Et pour couvrir le risque, qui est désormais plus élevé suite à la crise, les banques ont procédé à une très légère hausse des taux, explique Adrian Devos. "La hausse des taux d'intérêt du marché (OLO à 10 ans, NDLR) et les possibilités accrues de pertes de crédit exercent toutes deux une pression à la hausse sur les taux des prêts hypothécaires", appuie Julie Kerremans, porte-parole d’ING. "Les banques ont augmenté leurs marges sur les taux d’intérêt pour compenser les éventuels futurs défauts de paiement. Elles s’accordent des marges afin de se prémunir du risque lié à la crise. On parle d’une augmentation de 0,2%-0,3%, cela dépend d’une banque à l’autre et varie selon le profil de l’emprunteur", détaille le cofondateur de BuyerSide.

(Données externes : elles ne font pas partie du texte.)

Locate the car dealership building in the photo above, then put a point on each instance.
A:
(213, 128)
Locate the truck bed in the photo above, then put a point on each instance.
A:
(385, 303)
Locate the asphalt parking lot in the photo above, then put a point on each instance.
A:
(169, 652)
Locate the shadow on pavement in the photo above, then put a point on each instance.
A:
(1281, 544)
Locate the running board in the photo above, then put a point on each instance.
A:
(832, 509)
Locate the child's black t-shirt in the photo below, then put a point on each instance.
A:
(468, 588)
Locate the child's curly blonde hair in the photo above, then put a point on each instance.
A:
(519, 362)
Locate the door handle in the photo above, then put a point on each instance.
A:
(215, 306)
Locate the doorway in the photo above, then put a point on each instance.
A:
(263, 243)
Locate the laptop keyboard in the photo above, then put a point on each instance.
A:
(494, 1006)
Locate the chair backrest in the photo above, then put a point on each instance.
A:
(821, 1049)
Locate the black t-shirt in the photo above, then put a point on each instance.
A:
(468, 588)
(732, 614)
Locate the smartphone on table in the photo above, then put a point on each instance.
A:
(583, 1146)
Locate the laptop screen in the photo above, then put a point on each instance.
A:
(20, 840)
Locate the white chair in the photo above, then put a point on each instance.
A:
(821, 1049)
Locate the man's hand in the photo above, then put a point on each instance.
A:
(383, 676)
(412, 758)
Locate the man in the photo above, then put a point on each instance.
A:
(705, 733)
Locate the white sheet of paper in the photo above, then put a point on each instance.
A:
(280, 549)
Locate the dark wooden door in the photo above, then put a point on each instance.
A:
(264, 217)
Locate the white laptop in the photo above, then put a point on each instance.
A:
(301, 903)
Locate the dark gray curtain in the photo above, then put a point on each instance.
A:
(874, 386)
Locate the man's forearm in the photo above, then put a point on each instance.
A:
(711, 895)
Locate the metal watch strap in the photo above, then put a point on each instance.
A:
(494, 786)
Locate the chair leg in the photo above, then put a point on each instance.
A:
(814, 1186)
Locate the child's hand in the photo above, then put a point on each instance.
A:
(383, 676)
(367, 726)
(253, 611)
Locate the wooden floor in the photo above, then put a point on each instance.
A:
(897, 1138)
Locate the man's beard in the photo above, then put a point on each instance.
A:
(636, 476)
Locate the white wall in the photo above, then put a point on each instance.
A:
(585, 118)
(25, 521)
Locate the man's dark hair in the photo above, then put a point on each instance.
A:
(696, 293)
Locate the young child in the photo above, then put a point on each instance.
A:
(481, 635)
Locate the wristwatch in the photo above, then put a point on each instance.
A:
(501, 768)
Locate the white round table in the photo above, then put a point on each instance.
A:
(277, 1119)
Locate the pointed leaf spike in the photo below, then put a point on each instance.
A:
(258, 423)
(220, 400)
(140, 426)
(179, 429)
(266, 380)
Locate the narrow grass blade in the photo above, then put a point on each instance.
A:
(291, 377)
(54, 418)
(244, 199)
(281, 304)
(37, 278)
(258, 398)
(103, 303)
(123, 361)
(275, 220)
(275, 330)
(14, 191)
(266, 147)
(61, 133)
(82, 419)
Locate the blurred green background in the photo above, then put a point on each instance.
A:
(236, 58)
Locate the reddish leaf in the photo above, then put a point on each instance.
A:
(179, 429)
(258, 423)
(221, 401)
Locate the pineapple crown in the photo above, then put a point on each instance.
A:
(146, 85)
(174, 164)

"Si emprunter coûte plus cher, pour compenser le manque sur le rendement brut, l’investisseur achètera sans doute à un prix un peu plus bas, il va valoriser son bien sur la base du taux de rendement qu’il attend." Dans le contexte actuel et vu la perte de revenus de certains ménages, Adrian Devos conseille aux investisseurs d’être "plus attentifs dans la valorisation des biens pour compenser la hausse des taux et de se laisser un peu plus de souplesse dans le crédit, d’apporter un peu plus de fonds propres pour ne pas être trop touché si une future crise comme celle qu’on connaît devait impacter les revenus locatifs". 

3. Types de biens

"Quand on voit la crise que connaît le secteur horeca, qui était déjà en difficulté avant la crise qu’on connaît suite à l’e-commerce, aux attentats, au piétonnier à Bruxelles, etc. pour l’investisseur, c’est un secteur trop exposé", prévient Nicolas Jacquet, qui conseille plutôt de se recentrer sur l’immobilier plus classique, à savoir le résidentiel, et d’éviter l’immobilier de niche "qui répond à des tendances",  vu le contexte actuel: l’immeuble de rapport pour diluer le risque sur plusieurs biens ou, pour les plus petits budgets, l’appartement deux chambres ou le studio, autrement dit des biens liquides, qui répondent à une grande demande."

"L’hypercentre pour investir avec un but locatif est donc une valeur sûre."
Nicolas Jacquet

Adrian Devos ne dit pas autre chose: "Investir dans un rez commercial n’est pas optimal, car les commerçants vont avoir des difficultés à payer leur loyer encore dans les mois à venir, donc c’est plus risqué. Le résidentiel pur est plus sûr, car dans la pyramide des besoins, un logement est essentiel. Mais bien sûr, si un investisseur a la possibilité d’acheter un commerce à un prix intéressant, cela peut être une opportunité pour obtenir un bon rendement qui compensera le risque encouru."

Quant à savoir où investir, pour le cofondateur de OWN, l’hypercentre, c’est-à-dire un bien où toutes les commodités sont à proximité, sera encore plus attrayant que par le passé: "On ne sait pas encore comment cela va fonctionner en termes de transports en commun, et les modes de vie évoluent, donc: plus on sort de la ville, moins le marché sera facile. L’hypercentre pour investir avec un but locatif est donc une valeur sûre."